Based on the provided information, here are the key risks of holding EXPE, ordered by importance:
1. High Sensitivity to Macroeconomic Conditions: The core travel business is highly dependent on discretionary consumer spending, making it vulnerable to economic downturns, drops in consumer confidence, and geopolitical events that suppress travel demand. 2. Significant Financial Leverage: A high debt-to-equity ratio of 5.19 indicates substantial leverage, which increases financial risk and could strain cash flow, especially if profitability continues to compress. 3. Elevated Volatility and Downside Risk: With a beta of 1.38 and a maximum drawdown of -37.44%, the stock is prone to sharper price declines than the broader market during downturns, posing a substantial capital loss risk. 4. Profitability and Cost Control Pressures: A significant compression in the net income ratio (from 21.7% to 5.8%) highlights challenges in managing operating expenses, particularly selling and marketing costs, which threatens bottom-line performance.
Based on the provided analysis, my forecast for EXPE stock through 2026 is neutral with a cautiously optimistic upside.
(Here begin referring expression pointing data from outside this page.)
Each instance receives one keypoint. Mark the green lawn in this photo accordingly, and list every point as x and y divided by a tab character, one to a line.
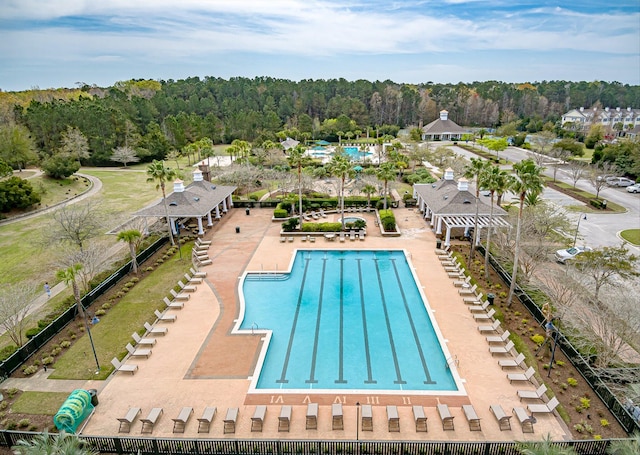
114	330
632	236
42	403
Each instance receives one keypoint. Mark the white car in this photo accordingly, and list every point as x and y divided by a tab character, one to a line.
562	256
635	188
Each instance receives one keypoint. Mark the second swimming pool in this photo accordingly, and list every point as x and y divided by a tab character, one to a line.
345	320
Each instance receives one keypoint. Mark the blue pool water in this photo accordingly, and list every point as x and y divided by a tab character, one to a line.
345	320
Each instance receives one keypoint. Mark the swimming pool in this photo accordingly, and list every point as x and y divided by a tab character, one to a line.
344	320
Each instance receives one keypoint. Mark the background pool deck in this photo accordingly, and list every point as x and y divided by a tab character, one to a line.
199	363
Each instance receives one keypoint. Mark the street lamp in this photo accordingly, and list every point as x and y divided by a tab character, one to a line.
583	216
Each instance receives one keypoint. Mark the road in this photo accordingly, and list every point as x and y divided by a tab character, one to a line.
598	229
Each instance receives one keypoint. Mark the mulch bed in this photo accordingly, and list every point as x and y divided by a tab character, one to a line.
589	417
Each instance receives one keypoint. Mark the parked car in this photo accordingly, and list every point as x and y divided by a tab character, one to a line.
562	256
619	181
635	188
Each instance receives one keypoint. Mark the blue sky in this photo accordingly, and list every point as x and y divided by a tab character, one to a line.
58	43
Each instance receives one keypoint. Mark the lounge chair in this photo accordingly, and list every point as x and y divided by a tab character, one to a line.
502	349
150	421
155	330
140	352
337	421
420	418
526	421
543	408
124	367
179	297
257	421
186	287
312	416
197	273
173	305
180	422
472	417
445	417
127	420
192	279
367	417
499	339
478	308
468	291
484	316
142	341
204	422
393	421
512	363
230	420
489	328
284	419
504	420
532	394
526	376
163	317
The target price ranges are: * Base Case (2026): $210 - $250 * Bull Case (2026): $280 - $330
Key growth drivers include successful cost-control measures to improve profitability and sustained demand for discretionary travel in a stable economic environment. The main assumptions are that operational execution improves and the company's high financial leverage does not become a significant burden. This forecast is highly uncertain, as EXPE's performance is extremely sensitive to macroeconomic conditions that impact travel spending and its ability to manage expenses effectively.